Ten percent of patients with chronic spontaneous urticaria (CSU) have isolated angioedema. Although, antileukotriene agents are beneficial in NSAID-intolerant CSU patients, the evidence for benefit in other CSU patients is mixed. We assessed the efficacy of antileukotrienes in CSU-isolated angioedema phenotype.
Retrospective review of CSU-isolated angioedema patients evaluated at Johns Hopkins Allergy Clinic between October 2008 and April 2017. Each patient’s symptoms before and after LTRA treatment was graded on a 7-point scale based on frequency and severity of episodes.

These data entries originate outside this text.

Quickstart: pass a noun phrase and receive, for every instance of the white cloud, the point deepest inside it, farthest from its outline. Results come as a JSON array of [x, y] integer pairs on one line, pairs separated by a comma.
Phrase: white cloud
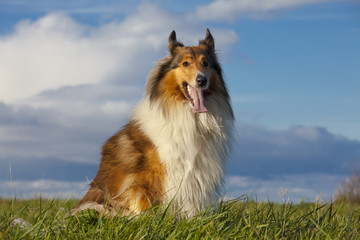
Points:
[[229, 10], [55, 50]]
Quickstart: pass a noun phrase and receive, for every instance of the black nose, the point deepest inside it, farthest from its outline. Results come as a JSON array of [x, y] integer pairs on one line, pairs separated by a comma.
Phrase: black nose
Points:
[[201, 80]]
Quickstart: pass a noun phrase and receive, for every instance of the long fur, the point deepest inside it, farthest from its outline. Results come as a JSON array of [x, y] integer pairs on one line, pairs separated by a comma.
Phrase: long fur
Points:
[[167, 152]]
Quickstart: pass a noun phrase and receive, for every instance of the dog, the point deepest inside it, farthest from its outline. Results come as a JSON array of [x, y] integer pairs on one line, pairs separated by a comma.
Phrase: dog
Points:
[[173, 149]]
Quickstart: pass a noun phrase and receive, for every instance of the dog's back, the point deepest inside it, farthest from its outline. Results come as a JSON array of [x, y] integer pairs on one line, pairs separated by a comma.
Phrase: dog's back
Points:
[[176, 143]]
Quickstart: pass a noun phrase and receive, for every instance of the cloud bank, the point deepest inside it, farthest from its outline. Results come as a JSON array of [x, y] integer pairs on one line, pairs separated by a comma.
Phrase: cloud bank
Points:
[[66, 87]]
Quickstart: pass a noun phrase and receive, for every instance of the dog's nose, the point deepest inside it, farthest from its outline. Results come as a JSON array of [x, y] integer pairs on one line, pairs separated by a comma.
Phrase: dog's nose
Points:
[[201, 80]]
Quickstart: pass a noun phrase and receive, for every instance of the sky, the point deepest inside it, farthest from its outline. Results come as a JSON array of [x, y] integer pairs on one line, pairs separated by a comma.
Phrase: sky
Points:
[[71, 73]]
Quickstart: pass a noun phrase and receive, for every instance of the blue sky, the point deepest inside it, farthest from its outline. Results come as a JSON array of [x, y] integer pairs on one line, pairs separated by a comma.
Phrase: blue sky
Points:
[[72, 71]]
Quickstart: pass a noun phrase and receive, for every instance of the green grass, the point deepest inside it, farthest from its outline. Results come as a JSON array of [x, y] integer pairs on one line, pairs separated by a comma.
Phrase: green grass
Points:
[[242, 219]]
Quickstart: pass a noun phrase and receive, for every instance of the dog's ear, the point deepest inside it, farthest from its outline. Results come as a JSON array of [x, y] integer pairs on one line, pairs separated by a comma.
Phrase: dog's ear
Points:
[[208, 41], [173, 43]]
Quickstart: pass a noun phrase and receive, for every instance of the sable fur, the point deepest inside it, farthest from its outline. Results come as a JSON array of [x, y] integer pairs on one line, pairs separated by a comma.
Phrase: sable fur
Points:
[[167, 152]]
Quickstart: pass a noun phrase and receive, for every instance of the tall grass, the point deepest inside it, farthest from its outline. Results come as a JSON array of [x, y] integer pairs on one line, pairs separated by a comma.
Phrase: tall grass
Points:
[[236, 219]]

46 patients were identified and 17 were lost to follow-up after the initial visit. Of the 29 patients included in the study, mean age was 57 years, and 16 (55%) were female. 24 (83%) had received antileukotriene agent in conjunction with antihistamines. 17 (71%) of these 24 patients had sought urgent treatment for an episode of swelling while 2 (7%) had been intubated due to swelling prior to the initial visit. 22 (92%) had significant improvement in their symptoms following addition of anti-leukotriene agent (p<0.0001) with 15 (62.5%) having had complete resolution of symptoms over the follow-up period ranging 4 months to 7 years. Of the 22 who had response to antileukotriene agent, only 5 (22%) had reported NSAID-intolerance. 1 of the patients with no response to antileukotriene had response to doxepin while the other was placed on anti-immunoglobulin E therapy.
In patients with CSU-isolated angioedema, antileukotriene therapy appear to control symptoms when added to anti-histamines. However, larger prospective studies are needed to validate these results and identify predictive markers.